Через несколько часов мы катили по шоссе в том самом «вольво», который нашел для нас отец Боба. Колеса! Свобода! Я была рада за Боба. Почти до самого мыса мы ехали практически молча. Мотель оказался паршивым сараем, но в нашем номере были большая кровать и древний кондиционер, который грохотал всю ночь, но все же поддерживал прохладу. Покрасочные работы занимали три часа в день, так что мы старались вставать пораньше, чтобы успеть закончить к полудню, после чего отправлялись на пляж, где и проводили остаток дня. Я обнаружила, что близость моря действует успокаивающе. Мало-помалу я свыклась с тем, что происшедшее — реальность. Острое ощущение беды слегка притупилось. Но чувство потери было огромным. Потом пришло осознание: это уже второй близкий мне человек, решивший добровольно уйти из жизни. Да, смерть Хэнкока заставила меня наконец взглянуть в лицо суровой правде: Карли больше никогда не вернется в мою жизнь. И так же, как тогда, я снова постоянно задавала себе вопрос: почему я не смогла его спасти? Боб был прав: самоубийство — это наказание для тех, кто остался жить. А потому смерть Хэнкока казалась не только ужасным предательством, но и горем, которое теперь нависало надо мной. С Бобом я все это обсуждала лишь в дозированных количествах, потому что не хотела дать ему почувствовать, насколько я была привязана к Хэнкоку. Впрочем, как я вскоре обнаружила, Боб это понял давным-давно.

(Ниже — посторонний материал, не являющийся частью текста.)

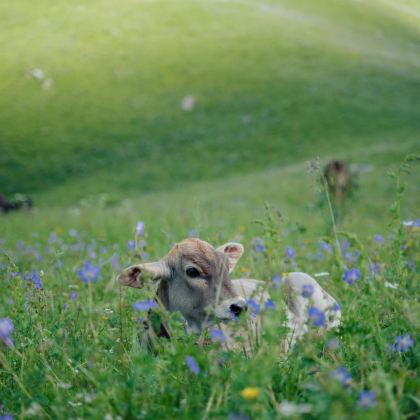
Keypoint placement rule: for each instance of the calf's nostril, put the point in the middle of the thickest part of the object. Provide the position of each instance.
(236, 309)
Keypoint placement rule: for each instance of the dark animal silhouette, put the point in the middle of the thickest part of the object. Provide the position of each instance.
(19, 202)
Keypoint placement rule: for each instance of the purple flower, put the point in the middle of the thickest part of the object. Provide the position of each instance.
(307, 290)
(6, 328)
(366, 399)
(253, 306)
(290, 253)
(326, 247)
(217, 335)
(36, 279)
(316, 316)
(115, 262)
(140, 228)
(352, 275)
(192, 364)
(89, 273)
(258, 245)
(269, 304)
(402, 343)
(342, 375)
(379, 239)
(144, 305)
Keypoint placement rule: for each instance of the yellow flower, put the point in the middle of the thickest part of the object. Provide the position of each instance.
(250, 393)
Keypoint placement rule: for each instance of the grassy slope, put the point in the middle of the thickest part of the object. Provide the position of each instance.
(276, 82)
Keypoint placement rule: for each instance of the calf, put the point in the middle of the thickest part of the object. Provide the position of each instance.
(193, 278)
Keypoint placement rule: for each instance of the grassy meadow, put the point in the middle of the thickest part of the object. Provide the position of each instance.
(209, 119)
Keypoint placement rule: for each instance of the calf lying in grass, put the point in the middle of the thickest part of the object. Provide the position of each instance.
(193, 278)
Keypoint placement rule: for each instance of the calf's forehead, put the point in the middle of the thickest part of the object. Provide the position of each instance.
(197, 251)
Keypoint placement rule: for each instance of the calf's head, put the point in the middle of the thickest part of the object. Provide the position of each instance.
(193, 278)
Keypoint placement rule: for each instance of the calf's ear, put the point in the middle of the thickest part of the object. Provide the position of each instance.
(234, 251)
(137, 275)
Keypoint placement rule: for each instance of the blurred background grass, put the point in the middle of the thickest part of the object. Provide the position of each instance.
(92, 93)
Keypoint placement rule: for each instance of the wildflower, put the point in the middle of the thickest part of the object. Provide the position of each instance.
(192, 364)
(374, 268)
(276, 281)
(188, 103)
(325, 246)
(144, 305)
(402, 343)
(250, 393)
(316, 316)
(36, 279)
(290, 253)
(379, 239)
(217, 335)
(307, 290)
(253, 306)
(333, 344)
(352, 275)
(342, 375)
(115, 262)
(258, 245)
(89, 273)
(269, 304)
(6, 328)
(366, 399)
(289, 409)
(140, 228)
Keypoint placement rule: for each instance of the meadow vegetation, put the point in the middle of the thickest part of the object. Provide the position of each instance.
(199, 118)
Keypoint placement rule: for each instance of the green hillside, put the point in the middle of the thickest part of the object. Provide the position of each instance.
(274, 82)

— Горевать — это нормально, — сказал он мне однажды вечером, когда мы сидели в закусочной на пляже и ели жареных моллюсков, запивая их пивом «Хейнекен». — Хэнкок очень много для тебя значил. Он был важным человеком в твоей жизни.
— Что ты этим хочешь сказать?
— Что меня не обижает, что ты так расстроена.
— Прости, прости.
— Не нужно извиняться.
— Нужно… я чувствую себя виноватой.
— Почему?
— Потому что я должна была бы заметить.
— Что заметить?
— Что профессор Хэнкок собирается покончить с собой.
— Ты была его студенткой, а не психотерапевтом.
— Не было у него психотерапевта.
— Ты точно знаешь?
— Просто предполагаю. Если бы у него был психотерапевт, Хэнкок сейчас был бы жив.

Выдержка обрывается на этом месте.